L’Empoli espugna il Partenio-Lombardi grazie alle reti di Elia e Saporiti nel primo tempo e al colpo di Pellegri allo scadere. Per l’Avellino arriva così il secondo ko di fila: la squadra di Biancolino resta ferma a 16 punti, mentre gli uomini di Dionisi salgono a 17. A complicare ulteriormente la serata ci sono gli infortuni di Russo e Milani e un passivo difensivo che tocca quota 25 gol subiti. Leggi le dichiarazioni.
Le parole di Tutino
Le parole di Tutino ai microfoni di Prima Tivvù: “Sono altri tre gol in casa che subiamo, è una brutta sconfitta. Dobbiamo continuare a lavorare, seguire ciò che dice il mister, farlo ancora meglio. Nel secondo tempo abbiamo fatto meglio, abbiamo avuto delle palle gol nitide che non siamo riuscite a concretizzare. Bisogna lavorare anche sotto quest’aspetto per continuare il nostro campionato. È un momento in cui arrivano due tiri in porta e subiamo due gol, anche perchè non ricordo parate di Daffara.
Ripeto, nella ripresa abbiamo creato, ma dobbiamo essere più cattivi sottoporta. Sono sempre sincero, in merito alla mia occasione da gol, io il pallone non l’ho proprio visto. Mi assumo le responsabilità perché un giocatore come me in quelle occasioni deve segnare. Personalmente, sto meglio, non sono ancora al cento per cento, ho bisogno di mettere minuti. Devo ringraziare lo staff medico e tecnico dell’Avellino che mi stanno mettendo nelle condizioni di dare il mio contributo. Questi 90 minuti serviranno per far crescere la mia condizione. Voglio ripartire da qui.

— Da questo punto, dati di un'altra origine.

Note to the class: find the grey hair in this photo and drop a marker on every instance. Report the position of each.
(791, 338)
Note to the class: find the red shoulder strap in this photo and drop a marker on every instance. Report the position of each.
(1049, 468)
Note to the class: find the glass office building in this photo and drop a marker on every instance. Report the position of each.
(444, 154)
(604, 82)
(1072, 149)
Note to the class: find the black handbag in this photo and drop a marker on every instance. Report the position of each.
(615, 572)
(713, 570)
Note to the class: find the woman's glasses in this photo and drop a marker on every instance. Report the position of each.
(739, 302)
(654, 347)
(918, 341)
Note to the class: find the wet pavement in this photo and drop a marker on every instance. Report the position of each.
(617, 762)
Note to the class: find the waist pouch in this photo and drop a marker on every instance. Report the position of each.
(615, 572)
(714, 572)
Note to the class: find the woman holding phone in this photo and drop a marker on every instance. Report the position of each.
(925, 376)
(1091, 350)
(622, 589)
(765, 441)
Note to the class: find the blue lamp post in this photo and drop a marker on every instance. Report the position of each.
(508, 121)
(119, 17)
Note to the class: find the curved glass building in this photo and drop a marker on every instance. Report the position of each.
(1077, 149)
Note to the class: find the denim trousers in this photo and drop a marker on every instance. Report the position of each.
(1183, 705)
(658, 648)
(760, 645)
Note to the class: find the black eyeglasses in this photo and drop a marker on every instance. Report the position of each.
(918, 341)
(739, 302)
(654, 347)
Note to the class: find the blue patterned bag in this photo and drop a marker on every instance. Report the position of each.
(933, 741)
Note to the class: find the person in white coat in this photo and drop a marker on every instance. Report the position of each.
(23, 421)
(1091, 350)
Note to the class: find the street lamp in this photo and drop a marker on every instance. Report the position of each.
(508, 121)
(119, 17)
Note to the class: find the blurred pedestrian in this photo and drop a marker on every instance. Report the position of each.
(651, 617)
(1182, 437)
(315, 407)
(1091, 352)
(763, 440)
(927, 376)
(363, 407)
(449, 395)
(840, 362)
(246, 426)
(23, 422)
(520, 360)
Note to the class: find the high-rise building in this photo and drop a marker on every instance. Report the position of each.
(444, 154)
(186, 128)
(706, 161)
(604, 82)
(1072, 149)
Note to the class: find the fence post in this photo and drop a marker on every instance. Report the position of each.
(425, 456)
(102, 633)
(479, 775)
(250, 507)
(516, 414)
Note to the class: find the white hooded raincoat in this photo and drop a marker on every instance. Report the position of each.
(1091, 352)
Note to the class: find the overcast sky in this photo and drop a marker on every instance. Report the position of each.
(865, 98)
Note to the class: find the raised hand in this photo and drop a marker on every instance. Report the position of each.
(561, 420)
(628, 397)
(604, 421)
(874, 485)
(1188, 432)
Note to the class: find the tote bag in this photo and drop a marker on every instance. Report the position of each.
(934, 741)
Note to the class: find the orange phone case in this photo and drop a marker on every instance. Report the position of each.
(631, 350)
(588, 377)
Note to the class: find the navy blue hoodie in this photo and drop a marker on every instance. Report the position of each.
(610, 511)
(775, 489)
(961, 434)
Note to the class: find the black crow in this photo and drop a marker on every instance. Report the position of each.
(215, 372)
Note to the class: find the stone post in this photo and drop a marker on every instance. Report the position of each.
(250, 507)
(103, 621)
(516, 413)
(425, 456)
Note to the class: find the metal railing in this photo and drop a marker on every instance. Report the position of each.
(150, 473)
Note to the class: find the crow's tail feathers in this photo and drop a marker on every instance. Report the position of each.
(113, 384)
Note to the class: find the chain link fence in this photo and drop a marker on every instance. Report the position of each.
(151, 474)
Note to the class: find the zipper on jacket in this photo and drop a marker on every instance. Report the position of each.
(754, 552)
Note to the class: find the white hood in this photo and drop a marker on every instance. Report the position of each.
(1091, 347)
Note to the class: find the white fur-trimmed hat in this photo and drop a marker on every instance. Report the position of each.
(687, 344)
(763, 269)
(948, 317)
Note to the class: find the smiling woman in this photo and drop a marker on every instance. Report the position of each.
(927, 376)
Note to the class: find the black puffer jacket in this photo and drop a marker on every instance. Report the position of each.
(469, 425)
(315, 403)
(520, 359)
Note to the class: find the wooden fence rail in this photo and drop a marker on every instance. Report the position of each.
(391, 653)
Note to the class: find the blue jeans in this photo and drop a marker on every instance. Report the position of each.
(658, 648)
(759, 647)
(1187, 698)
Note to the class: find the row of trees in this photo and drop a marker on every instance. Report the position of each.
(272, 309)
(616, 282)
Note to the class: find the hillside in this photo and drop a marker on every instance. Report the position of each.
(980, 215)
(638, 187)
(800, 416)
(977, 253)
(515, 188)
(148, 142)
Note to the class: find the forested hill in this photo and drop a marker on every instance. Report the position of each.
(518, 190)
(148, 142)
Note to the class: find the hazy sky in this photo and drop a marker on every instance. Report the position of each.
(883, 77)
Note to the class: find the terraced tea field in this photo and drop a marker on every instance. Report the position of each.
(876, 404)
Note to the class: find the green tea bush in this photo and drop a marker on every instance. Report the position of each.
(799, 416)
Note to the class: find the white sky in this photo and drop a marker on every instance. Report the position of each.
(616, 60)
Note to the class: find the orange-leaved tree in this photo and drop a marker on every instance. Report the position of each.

Il campionato? Lo conosco bene, devo dire che noi siamo la neo promossa che ha conquistato più punti finora. Stiamo vivendo alti e bassi, ma dobbiamo credere in ciò che chiede il nostro allenatore. Lavorare è l’unico modo per non avere questi cali di tensione, dobbiamo credere in ciò che facciamo, essere uniti come gruppo. Questo deve darci la spinta per fare un campionato importante. Il nostro obiettivo è mantenere la categoria”.
Le parole di Dionisi
Le parole di Dionisi ai microfoni di Prima Tivvù: “Non siamo andati in difficoltà all’inizio. Abbiamo giocato, non abbiamo trovato subito la finalizzazione ma siamo cresciuti man mano. Era ciò che volevamo fare. L’Avellino ha qualità, che sta facendo un buon campionato, nel secondo tempo non ci ha permesso di fare le stesse cose della prima frazione di gioco. Abbiamo concesso qualcosina, non abbiamo sfruttato al meglio le opportunità per chiuderla. Alla fine, il gol di Pellegri, la ciliegina sulla torta. Un gol importante per lui, dopo un periodo difficile.
L’obiettivo è migliorare la classifica. La squadra è giovane, che ha iniziato con tante qualità ma con poca esperienza in questa categoria, e così si rischia di perdere sicurezza. Dobbiamo giocare guardando avanti a noi e alle squadre poco dietro a noi. Prima di queste due vittorie ci sono state delle montagne russe, non dobbiamo pensare di essere questi. Il campionato è difficile. Come abbiamo preparato la gara? Sfruttiamo le nostre qualità studiando l’avversario, ma in questa categoria nulla è facile. Ma siamo stati sempre in partita”.
Le parole di Besaggio
Le parole di Besaggio ai microfoni di Prima Tivvù: “Nelle ultime partite subiamo gol dalle ripartenze, continuiamo a fare gli stessi sbagli. Sono nostri errori che dobbiamo migliorare assolutamente. Non possono arrivare tre tiri e subire tre gol. Nel secondo tempo siamo migliorati rispetto alla prima frazione, ma è mancato il gol. Ogni gara è a sè, non siamo entrati male in campo. Ci abbiamo provato poco, dobbiamo provare a giocare di più. Il mister ci darà le sue indicazioni e lavoreremo. C’è da fare risultato a Bolzano, dobbiamo andare lì carichi per lasciarci alle spalle questo periodo negativo. Quando vinci viene tutto più facile, ora si capirà di che pasta siamo fatti per uscire da questa situazione. Troppi gol subiti? È un dato di fatto. Non è la difesa a non fare il bene della squadra, ma c’è il demerito di tutti. Dobbiamo migliorare, dobbiamo essere anche più concreti davanti”.